As Sen. Kamala Harris (D-Calif.) prepares to be sworn in as vice president in January, there has been widespread speculation over who will fill her Senate seat.
Gov. Gavin Newsom will appoint a replacement to serve the rest of Harris’ term, which ends in January 2023. Since the governor won’t call for a special election, the appointee can run for the seat in 2022, unless he or she is only serving in a caretaker capacity.
Many are urging Newsom to name a woman and/or a person of color.
In an interview on Election Day, Newsom said, “This is not something that I wish even on my worst enemy, because you create enemies in this process … not just friends. And it’s a vexing decision. It’s a challenging one.”
In an opinion piece published Nov. 16 in The San Francisco Chronicle, Mike Honda and Madalene Suan-Trang Mielke offered their recommendations. Honda is a former congressman who chaired the Congressional Asian Pacific American Caucus. Mielke is president and CEO of the Asian Pacific American Institute for Congressional Studies (APAICS) and chair of ReflectUS.
In the article, titled “Plenty of strong Asian American leaders to succeed Kamala Harris in Senate,” Honda and Mielke said, “The potential candidates mentioned in the media for the upcoming Senate vacancy are all excellent choices — perhaps the most diverse group of individuals that have ever been discussed.
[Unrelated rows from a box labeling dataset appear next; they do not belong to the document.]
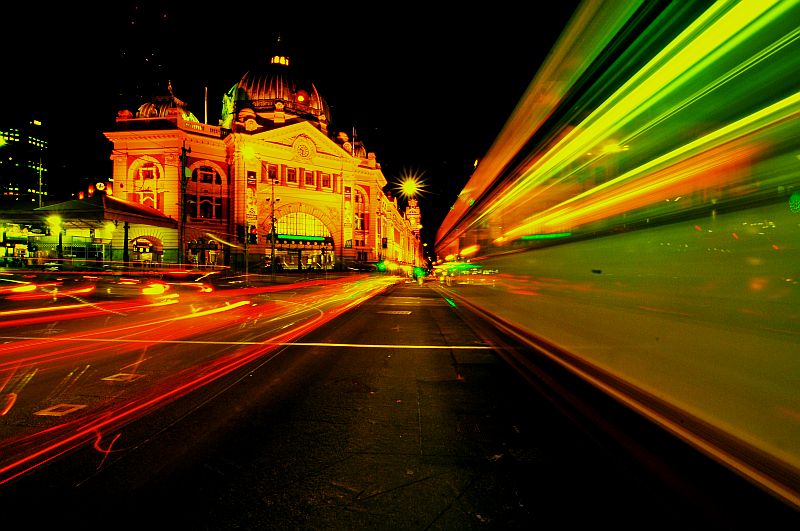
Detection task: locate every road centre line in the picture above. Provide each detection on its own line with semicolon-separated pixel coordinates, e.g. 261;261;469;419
0;336;494;350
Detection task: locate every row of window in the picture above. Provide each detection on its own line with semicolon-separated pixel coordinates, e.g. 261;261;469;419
261;164;333;189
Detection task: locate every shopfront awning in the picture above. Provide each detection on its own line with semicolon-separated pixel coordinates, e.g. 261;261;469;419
34;194;178;228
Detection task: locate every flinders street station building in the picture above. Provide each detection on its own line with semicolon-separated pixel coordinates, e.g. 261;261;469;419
5;47;423;271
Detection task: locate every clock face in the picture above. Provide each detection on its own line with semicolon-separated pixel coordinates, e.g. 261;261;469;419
294;136;314;159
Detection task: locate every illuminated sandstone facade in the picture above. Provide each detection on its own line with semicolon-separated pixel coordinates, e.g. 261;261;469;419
105;52;423;271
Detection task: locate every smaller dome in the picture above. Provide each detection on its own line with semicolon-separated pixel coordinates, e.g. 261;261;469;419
136;82;200;122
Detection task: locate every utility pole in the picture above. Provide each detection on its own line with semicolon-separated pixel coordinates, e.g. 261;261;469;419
39;154;42;208
178;140;192;265
269;179;279;282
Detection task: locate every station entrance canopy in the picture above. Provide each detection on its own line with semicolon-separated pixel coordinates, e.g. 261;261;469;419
34;194;178;229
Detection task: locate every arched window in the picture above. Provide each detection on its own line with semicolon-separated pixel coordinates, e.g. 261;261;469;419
353;190;369;230
186;166;226;219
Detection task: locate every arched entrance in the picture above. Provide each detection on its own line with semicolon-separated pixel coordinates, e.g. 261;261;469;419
265;210;336;271
187;238;224;265
128;236;164;266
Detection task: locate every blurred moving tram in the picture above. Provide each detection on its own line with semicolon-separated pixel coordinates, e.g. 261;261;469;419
435;0;800;508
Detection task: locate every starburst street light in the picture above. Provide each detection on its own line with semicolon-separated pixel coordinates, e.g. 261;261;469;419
396;170;425;199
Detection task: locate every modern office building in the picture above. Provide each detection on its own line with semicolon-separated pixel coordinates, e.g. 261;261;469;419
0;116;48;209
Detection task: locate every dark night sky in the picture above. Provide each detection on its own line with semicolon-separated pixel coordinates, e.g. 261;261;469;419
0;0;578;247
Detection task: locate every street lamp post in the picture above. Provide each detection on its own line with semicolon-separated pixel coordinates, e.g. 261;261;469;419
178;141;192;266
269;179;280;281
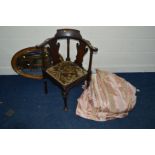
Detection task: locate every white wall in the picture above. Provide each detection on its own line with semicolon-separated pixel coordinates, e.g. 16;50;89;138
0;26;155;75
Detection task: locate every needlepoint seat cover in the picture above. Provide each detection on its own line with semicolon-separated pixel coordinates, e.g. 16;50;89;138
46;61;87;87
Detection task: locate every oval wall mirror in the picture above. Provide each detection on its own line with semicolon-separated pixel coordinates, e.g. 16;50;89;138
11;47;63;79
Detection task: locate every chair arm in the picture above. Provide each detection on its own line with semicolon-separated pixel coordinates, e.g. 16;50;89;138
82;39;98;53
36;38;52;48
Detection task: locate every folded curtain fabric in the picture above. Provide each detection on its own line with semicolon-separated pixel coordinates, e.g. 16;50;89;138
76;69;136;121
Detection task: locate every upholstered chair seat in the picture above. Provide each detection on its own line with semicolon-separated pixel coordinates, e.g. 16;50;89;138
46;61;87;87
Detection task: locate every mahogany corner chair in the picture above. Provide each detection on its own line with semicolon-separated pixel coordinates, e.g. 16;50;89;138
37;29;98;111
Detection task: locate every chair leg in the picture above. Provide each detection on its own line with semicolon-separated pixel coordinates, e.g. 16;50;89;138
44;81;48;94
62;90;68;111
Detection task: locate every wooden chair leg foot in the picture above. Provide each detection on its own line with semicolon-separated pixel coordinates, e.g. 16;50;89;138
62;90;68;111
64;107;68;112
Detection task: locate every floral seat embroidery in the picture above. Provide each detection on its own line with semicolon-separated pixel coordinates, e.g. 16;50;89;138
46;61;87;86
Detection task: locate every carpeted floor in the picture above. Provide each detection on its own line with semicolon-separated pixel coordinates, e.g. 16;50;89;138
0;73;155;129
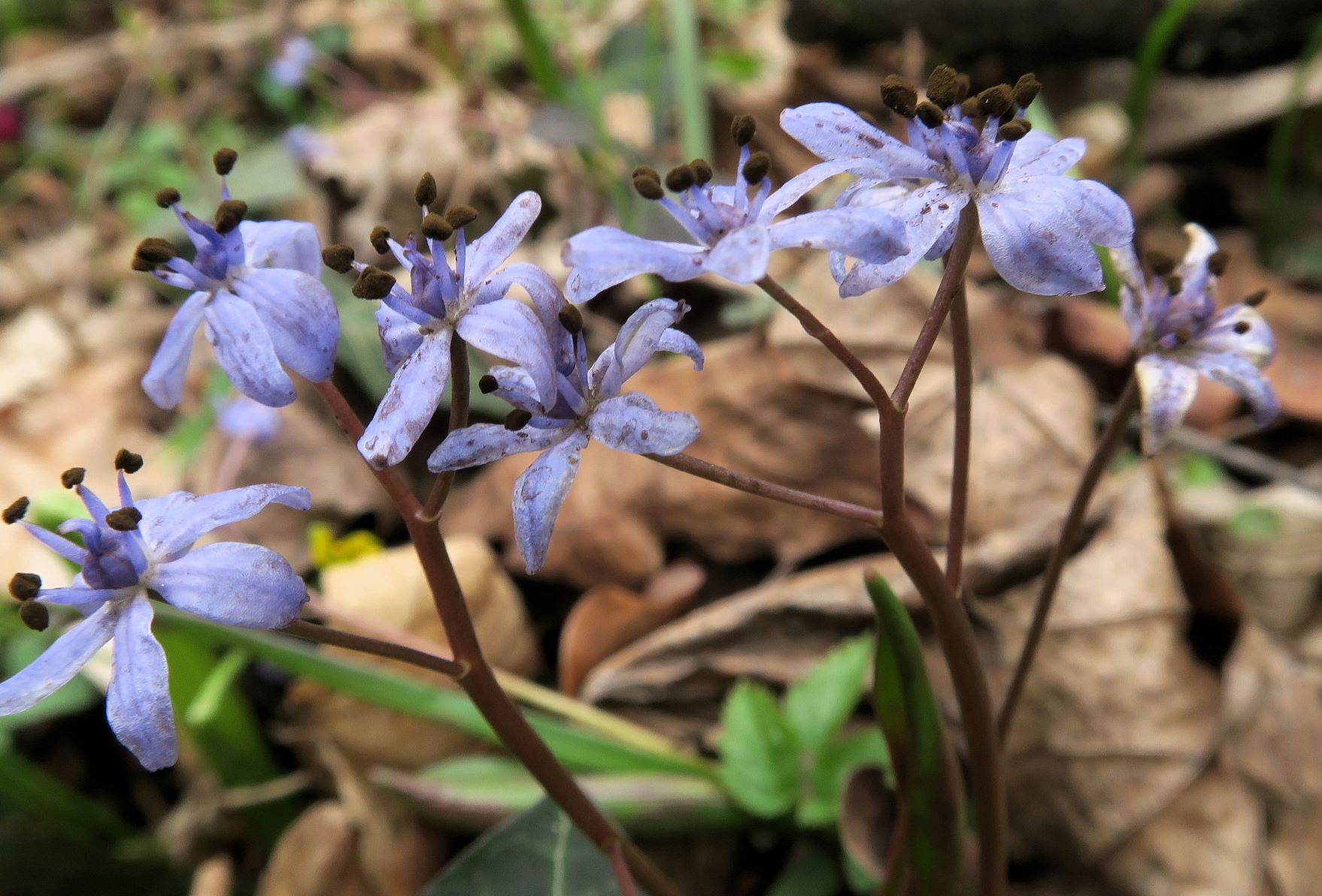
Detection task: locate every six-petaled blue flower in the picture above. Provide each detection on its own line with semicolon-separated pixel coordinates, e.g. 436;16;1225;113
1111;225;1280;455
427;298;702;572
0;452;309;770
780;66;1134;296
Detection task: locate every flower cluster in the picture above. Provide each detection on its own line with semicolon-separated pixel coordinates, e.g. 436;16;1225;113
1111;225;1280;455
0;451;311;770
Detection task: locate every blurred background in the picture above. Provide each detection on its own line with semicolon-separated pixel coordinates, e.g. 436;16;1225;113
0;0;1322;896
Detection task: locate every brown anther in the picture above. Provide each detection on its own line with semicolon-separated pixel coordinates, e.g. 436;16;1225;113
633;172;665;199
914;99;945;129
211;147;239;177
19;600;50;631
321;243;353;274
445;205;478;230
882;75;917;117
665;165;694;193
1146;253;1178;277
555;305;583;336
422;211;455;242
134;237;174;265
349;265;396;298
740;150;771;183
1010;71;1042;108
414;171;439;206
9;572;41;600
106;507;143;533
505;408;532;432
0;497;32;526
926;65;960;108
978;85;1014;117
115;448;143;473
729;115;757;147
216;199;247;234
996;117;1032;143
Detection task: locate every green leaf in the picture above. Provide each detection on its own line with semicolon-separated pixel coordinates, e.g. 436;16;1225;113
719;682;799;818
785;634;872;756
419;800;620;896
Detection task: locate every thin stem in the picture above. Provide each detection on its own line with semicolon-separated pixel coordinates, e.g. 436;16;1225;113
280;620;468;680
644;453;882;526
945;279;973;595
997;374;1139;744
422;333;471;522
757;276;893;407
891;202;978;407
316;380;680;896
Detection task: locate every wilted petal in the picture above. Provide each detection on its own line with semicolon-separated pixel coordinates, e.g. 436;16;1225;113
145;542;308;629
587;392;698;455
1134;354;1198;455
143;292;209;410
239;221;321;277
138;483;312;563
464;190;542;289
560;227;708;303
780;103;941;178
202;292;293;407
234;262;340;383
427;423;575;473
0;603;117;716
514;429;587;575
358;326;453;469
106;595;178;772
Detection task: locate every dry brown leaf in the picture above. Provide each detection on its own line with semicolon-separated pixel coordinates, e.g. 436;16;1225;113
288;538;538;769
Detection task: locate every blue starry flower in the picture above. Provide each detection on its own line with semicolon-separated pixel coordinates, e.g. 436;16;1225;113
427;298;702;574
0;451;309;770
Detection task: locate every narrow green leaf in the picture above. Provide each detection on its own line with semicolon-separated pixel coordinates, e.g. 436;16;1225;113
719;682;799;818
785;636;872;757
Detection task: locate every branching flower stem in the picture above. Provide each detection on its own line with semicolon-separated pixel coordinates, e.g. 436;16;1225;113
316;380;680;896
997;374;1139;744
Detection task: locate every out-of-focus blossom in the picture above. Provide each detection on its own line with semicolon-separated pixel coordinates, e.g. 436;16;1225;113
0;451;309;770
780;66;1134;296
1111;223;1280;455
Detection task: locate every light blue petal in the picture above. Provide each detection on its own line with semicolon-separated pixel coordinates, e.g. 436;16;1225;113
427;423;575;473
514;429;587;575
202;292;293;407
106;595;178;772
587;392;699;455
145;542;308;629
0;603;117;716
143;292;208;411
358;326;453;469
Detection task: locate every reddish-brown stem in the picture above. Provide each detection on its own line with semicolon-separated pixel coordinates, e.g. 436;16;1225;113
997;374;1139;744
316;380;680;896
891;202;978;407
280;620;468;680
945;279;973;595
644;453;882;526
422;333;469;522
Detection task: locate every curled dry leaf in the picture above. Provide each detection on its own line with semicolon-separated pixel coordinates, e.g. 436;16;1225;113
288;538;538;769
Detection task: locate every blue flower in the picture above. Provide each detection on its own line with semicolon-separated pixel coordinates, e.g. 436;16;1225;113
1111;223;1281;455
338;187;562;469
427;298;702;574
780;66;1134;296
563;115;907;303
134;150;340;408
0;452;309;770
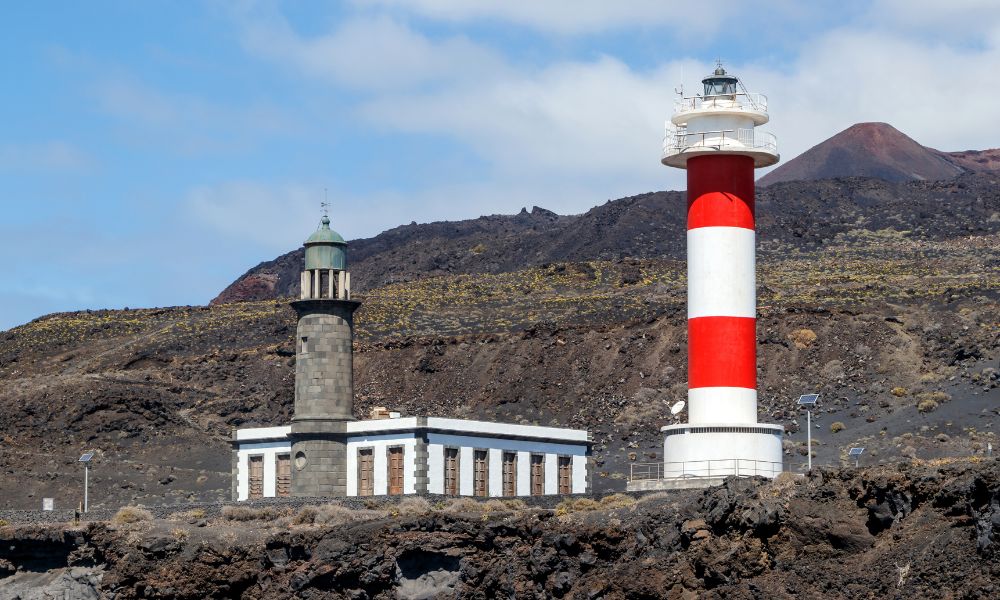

Within that group are a number of well-qualified Asian American Pacific Islander (AAPI) candidates — likely the most ever in the state’s history — who deserve consideration when selecting the next senator from California.”
Their recommendations include:
• State Controller Betty Yee, who previously served on the California Board of Equalization.
• State Treasurer Fiona Ma, who previously served on the Board of Equalization, in the State Assembly and on the San Francisco Board of Supervisors.
• Former State Treasurer John Chiang, a former candidate for governor. He previously served as state controller and on the Board of Equalization.
• Rep. Judy Chu (D-Pasadena), chair of the Congressional Asian Pacific American Caucus. The first Chinese American woman elected to Congress, she previously served as mayor of Monterey Park, in the State Assembly and on the Board of Equalizatin.
• Rep. Ro Khanna (D-Santa Clara), who defeated incumbent Honda in 2016 to represent the 17th Congressional District. He previously served as deputy assistant secretary of commerce under President Obama and co-chaired Bernie Sanders’ presidential campaign.
• Rep. Ted Lieu (D-Torrance), who previously served as a California state senator and assemblyman.
• Rep. Mark Takano (D-Riverside), the first openly gay person of Asian descent in Congress. He previously served on the Riverside Community College Board of Trustees.
• Asssemblymember Evan Low (D-Campbell), who previously served as mayor and councilmember in Campbell. He was a national co-chair of Andrew Yang’s presidential campaign.
• Assemblymember Todd Gloria (D-San Diego), who is mayor-elect of San Diego, where he previously served as a councilmember and interim mayor.
“This is only a sampling of the potential that AAPIs bring in the state,” wrote Honda and Mielke. “As the fastest-growing group in the electorate, the growth of the AAPI population in the state was more than double the growth of the statewide eligible population in the last decade. From 2010 to 2016, the number of eligible AAPI voters grew by 22%, 12% more than the growth rate for the statewide eligible voting population from that same time period. In 2019, AAPIs made up over 16% of the population …
“This is why we are thrilled that Gov. Newsom has the most diverse slate of senatorial candidates to select from, and we are even more proud that AAPIs are ready to serve and represent. Newsom should carry on California’s legacy by nominating a candidate that reflects its people. And in order to do so, we must ensure that there are opportunities for people of color.”
Harris is the second African American woman and first South Asian American to serve in the Senate, and will be the first female, African American and Asian American vice president.
There are two other Asian Americans in the Senate, Mazie Hirono (D-Hawaii) and Tammy Duckworth (D-Ill.).
The first Asian American to represent California in the Senate was Republican S.I. Hayakawa, who served from 1977 to 1983.
Other possible contenders for Harris’ seat include Lt. Gov. Eleni Kounalakis, Attorney General Xavier Becerra, Secretary of State Alex Padilla, Rep. Karen Bass of Los Angeles, Rep. Adam Schiff of Burbank, Rep. Barbara Lee of Oakland, State Senate President Pro Tempore Toni Atkins of San Diego, State Sen. Holly Mitchell of Los Angeles, Los Angeles Mayor Eric Garcetti, Long Beach Mayor Robert Garcia, San Francisco Mayor London Breed, and Oakland Mayor Libby Schaaf.